BACKGROUND: Granulomatosis with polyangiitis (GPA) is an extremely rare autoimmune, necrotizing granulomatous disease of unknown etiology affecting small and medium-sized blood vessels. Chronic pulmonary aspergillosis (CPA) is a rare fungal infection with high morbidity and mortality that usually affects immunocompetent or mildly immunosuppressed patients with underlying respiratory disease. Antifungal agents (voriconazole, itraconazole) are the mainstay of therapy. Intravenous drug therapy (amphotericin B or an echinocandin), alone or in combination with azoles, is the last resort in special situations such as azole failure, resistance, or severe disease. Sometimes CPA and GPA coexist and are difficult to distinguish due to the nonspecific symptoms and similarity of clinical and radiological features, so a high degree of suspicion is required to make the correct diagnosis.
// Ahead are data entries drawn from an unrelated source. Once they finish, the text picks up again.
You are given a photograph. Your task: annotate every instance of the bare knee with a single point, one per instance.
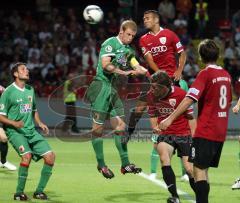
(26, 158)
(49, 158)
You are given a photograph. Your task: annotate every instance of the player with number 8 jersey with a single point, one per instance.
(213, 105)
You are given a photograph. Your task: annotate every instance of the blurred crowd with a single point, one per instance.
(55, 43)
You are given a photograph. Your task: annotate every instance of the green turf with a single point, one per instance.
(75, 178)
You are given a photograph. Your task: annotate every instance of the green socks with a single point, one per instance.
(97, 144)
(122, 150)
(22, 177)
(154, 160)
(45, 175)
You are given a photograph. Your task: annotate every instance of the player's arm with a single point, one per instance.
(181, 63)
(6, 121)
(139, 70)
(182, 107)
(149, 59)
(110, 68)
(235, 109)
(40, 123)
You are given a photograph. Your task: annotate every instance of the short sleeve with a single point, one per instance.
(4, 104)
(198, 86)
(143, 46)
(176, 43)
(107, 48)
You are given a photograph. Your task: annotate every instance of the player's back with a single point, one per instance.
(119, 53)
(162, 47)
(214, 102)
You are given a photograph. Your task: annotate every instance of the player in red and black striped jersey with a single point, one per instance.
(212, 91)
(4, 146)
(162, 99)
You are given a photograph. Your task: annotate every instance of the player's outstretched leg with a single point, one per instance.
(46, 173)
(20, 197)
(173, 200)
(106, 172)
(130, 168)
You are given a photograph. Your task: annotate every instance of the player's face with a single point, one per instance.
(127, 36)
(22, 73)
(159, 91)
(149, 20)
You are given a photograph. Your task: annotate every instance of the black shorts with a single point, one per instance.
(179, 143)
(205, 153)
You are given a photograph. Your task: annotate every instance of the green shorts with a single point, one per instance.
(154, 138)
(105, 101)
(34, 144)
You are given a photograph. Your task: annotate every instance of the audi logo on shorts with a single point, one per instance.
(155, 50)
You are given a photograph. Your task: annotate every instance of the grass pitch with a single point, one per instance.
(76, 179)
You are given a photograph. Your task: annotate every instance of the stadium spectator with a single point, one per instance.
(212, 91)
(236, 21)
(166, 10)
(201, 17)
(184, 7)
(235, 109)
(20, 129)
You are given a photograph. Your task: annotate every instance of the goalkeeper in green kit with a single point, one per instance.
(116, 58)
(17, 113)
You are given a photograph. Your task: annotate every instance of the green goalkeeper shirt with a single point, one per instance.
(120, 54)
(18, 104)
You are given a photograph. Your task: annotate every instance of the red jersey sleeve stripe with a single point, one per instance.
(191, 96)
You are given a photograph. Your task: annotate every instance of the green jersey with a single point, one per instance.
(19, 104)
(121, 56)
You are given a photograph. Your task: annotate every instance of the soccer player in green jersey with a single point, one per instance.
(116, 58)
(17, 113)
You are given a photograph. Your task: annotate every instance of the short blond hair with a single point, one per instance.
(128, 24)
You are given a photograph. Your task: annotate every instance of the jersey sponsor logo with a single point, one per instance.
(172, 102)
(25, 108)
(21, 148)
(19, 100)
(178, 45)
(108, 48)
(158, 49)
(30, 98)
(143, 49)
(163, 40)
(122, 59)
(193, 154)
(193, 91)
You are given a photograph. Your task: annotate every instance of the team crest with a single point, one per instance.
(163, 40)
(30, 98)
(96, 116)
(108, 48)
(172, 102)
(21, 148)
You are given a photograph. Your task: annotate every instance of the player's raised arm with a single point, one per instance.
(183, 106)
(40, 123)
(138, 69)
(109, 67)
(6, 121)
(149, 59)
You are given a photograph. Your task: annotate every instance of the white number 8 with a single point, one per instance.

CASE PRESENTATION: We reported that a 28-year-old man from Saudi Arabia was diagnosed with GPA. The patient had been complaining of cough, fatigue, polyarthralgia and red eyes for 40 days before he was admitted to our hospital. The diagnosis of GPA was confirmed by clinical and radiological examinations and a pathological report of a lung biopsy, and he was treated with immunosuppressive drugs. The patient’s condition was complicated by chronic pulmonary aspergillosis and type 2 diabetes mellitus. Initial treatments included systemic glucocorticoids, methotrexate, followed by rituximab and voriconazole, finally intravenous cyclophosphamide and amphotericin B, with no complete remission. The thoracic surgical team postponed surgical debridement of the significant cavitary lung lesions until the active fungal infection could be brought under control. CONCLUSION: The clinical and radiological features of GPA are similar to those of pulmonary tuberculosis, chronic pulmonary aspergillosis, and lung cancer. The lack of clear clinical symptoms of GPA requires a high degree of suspicion for early diagnosis. This case illustrates the dilemma of diagnosis and treatment of GPA and superimposed fungal infection. Secondary infection, particularly fungal infection, must be considered when GPA cannot be controlled with an immunosuppressant.